Poet, Teacher and Human Rights Activist to Give Principal Address at Undergraduate Commencement 2010


     Carolyn Forché has witnessed some of the most devastating social events of the 20th century. By commenting on these circumstances so eloquently in the language of poetry, she has fused the political with the personal and solidified her place as one of America’s most important and aware poetic voices. This May, the award-winning poet, translator, essayist and human rights activist will offer her unique insights to graduates and their guests as the principal speaker at The University of Scranton’s 2010 undergraduate commencement.

      “A witness of the injustices inflicted upon the people of El Salvador two decades ago, Carolyn Forché used her craft – her gift of words - to tell the tale of the marginalized,” said Rev. Scott R. Pilarz, S.J., president of The University of Scranton. “We are honored to have Carolyn as our commencement speaker as the culmination of our remembrance of the 20th anniversary of the Jesuit Martyrs of El Salvador.” 

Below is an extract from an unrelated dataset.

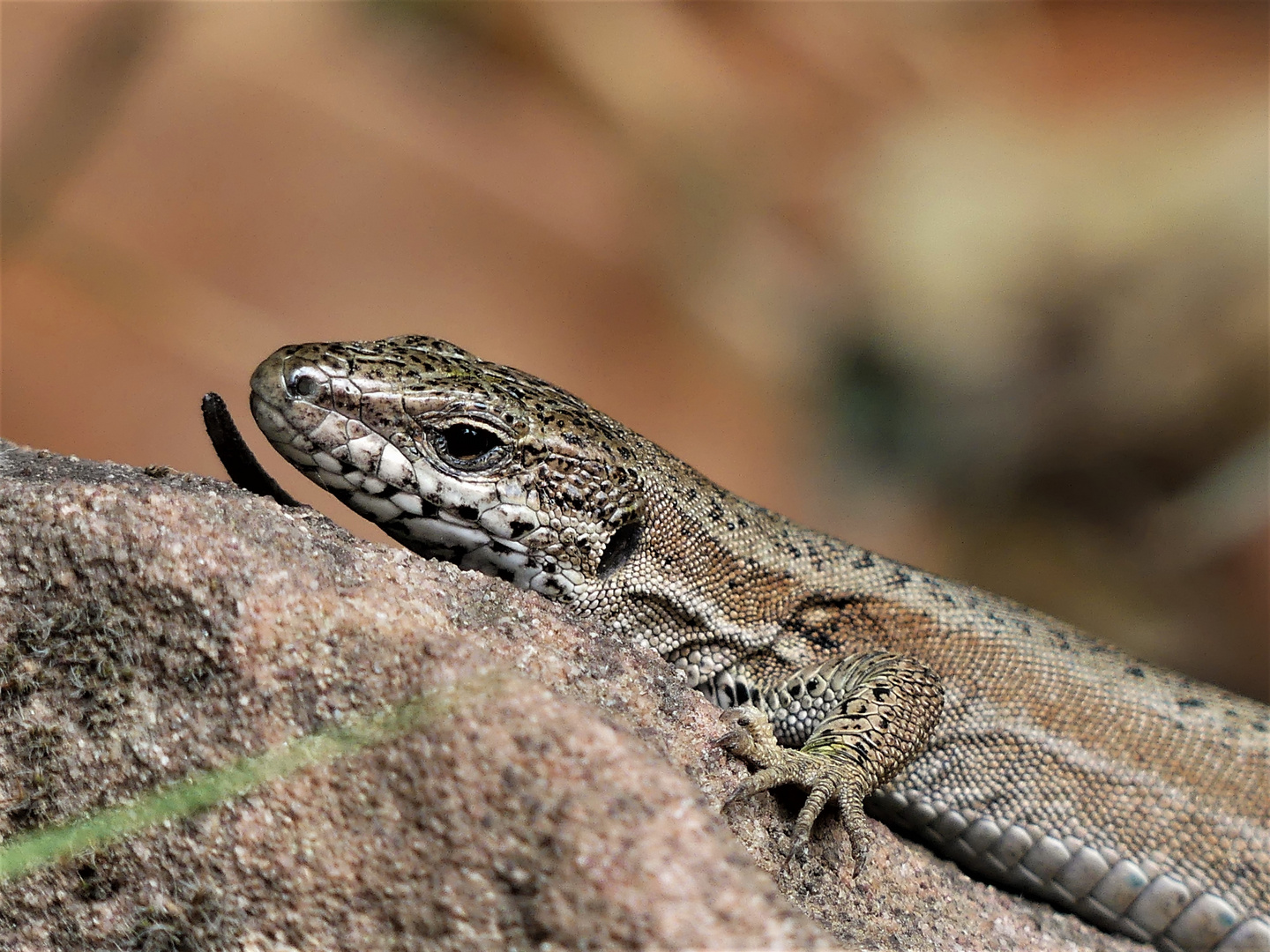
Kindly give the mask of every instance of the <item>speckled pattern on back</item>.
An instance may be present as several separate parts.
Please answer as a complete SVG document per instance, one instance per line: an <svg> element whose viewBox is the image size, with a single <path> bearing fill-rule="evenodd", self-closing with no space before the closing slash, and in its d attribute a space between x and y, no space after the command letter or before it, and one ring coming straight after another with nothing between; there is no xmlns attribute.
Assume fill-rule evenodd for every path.
<svg viewBox="0 0 1270 952"><path fill-rule="evenodd" d="M942 713L871 811L1162 949L1270 952L1265 704L795 526L446 341L286 347L251 388L278 451L404 545L605 619L786 746L842 702L817 671L912 659Z"/></svg>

     Forché has coined the term “poetry of witness” to describe her politically engaged poetry. In her groundbreaking anthology, Against Forgetting: Twentieth-Century Poetry of Witness (1993), she presents poets who had written under extreme conditions, including war, exile and imprisonment. “We are accustomed to rather easy categories: we distinguish between ‘personal’ and ‘political’ poems… The distinction… gives the political realm too much and too little scope; at the same time, it renders the personal too important and not important enough. If we give up the dimension of the personal, we risk relinquishing one of the most powerful sites of resistance,” Forché said.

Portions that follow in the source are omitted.